Zum eigentlichen Verfahren – der Freundschaft zwischen Abou-Chaker und Bushido – kann K. nur wenig sagen. Er war zwar oft dabei, wenn sie sich stritten, auch im Spätsommer 2017, als es um den Zaun auf dem gemeinsamen Grundstück in Kleinmachnow ging. Doch K. hielt sich stets zurück, hörte sich den Streit nur an, ergriff nicht Partei. Dass es auch gefährlich werden konnte, hatte er kurz zuvor erfahren. Im Mai 2017 hatte ihm Bushido vorgeworfen, Geld aus der Kasse des Zierfischladens genommen zu haben. Bushido habe ihn gewarnt: „Wenn ich das Arafat sage, bricht er dir die Knochen.“ K. schwor, dass er kein Geld gestohlen habe, doch zur Sicherheit versuchte er, es bei seiner Familie zu leihen. Bei der Erinnerung an diese Krise verliert er vor Gericht noch einmal die Fassung. Zitternd trägt er vor, dass ihn diese ungerechte Beschuldigung sehr geschockt habe.

Kurz darauf wird der Zierfischladen geschlossen. Er habe ohnehin nicht genug Geld abgeworfen, Anis kam nur vorbei, um Anträge zu unterschreiben und World of Warcraft zu spielen.
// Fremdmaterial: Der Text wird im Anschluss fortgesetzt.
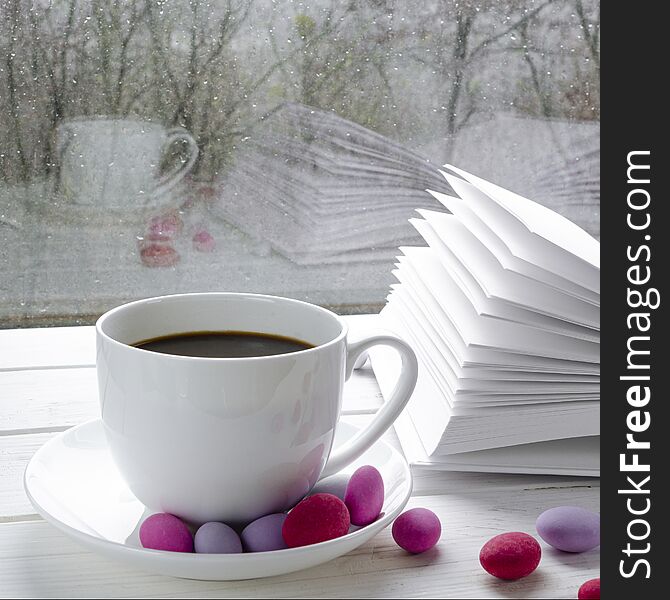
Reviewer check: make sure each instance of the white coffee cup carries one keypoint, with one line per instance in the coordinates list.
(231, 439)
(114, 164)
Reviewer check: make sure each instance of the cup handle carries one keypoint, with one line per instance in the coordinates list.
(389, 412)
(169, 180)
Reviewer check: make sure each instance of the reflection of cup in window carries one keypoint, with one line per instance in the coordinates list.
(115, 163)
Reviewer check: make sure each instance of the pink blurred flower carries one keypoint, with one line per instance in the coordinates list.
(157, 254)
(165, 226)
(203, 241)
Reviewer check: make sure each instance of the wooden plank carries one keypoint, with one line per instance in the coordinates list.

K. beschreibt ihn als „geldgeil“. Die Freundschaft zwischen beiden war deutlich abgekühlt, vorbei die Zeit, als sie im Hotel die Betten zusammenschoben, wie er erzählt. K. war am Ende zu einer Art Hausmeister und Mädchen für alles geworden: Holte die Kinder ab, baute Schaukeln auf, reparierte kaputte Lampen. Auf Reisen war er noch dabei, Bushido sagte ihm, er könne ihn „bei der Steuer absetzen“.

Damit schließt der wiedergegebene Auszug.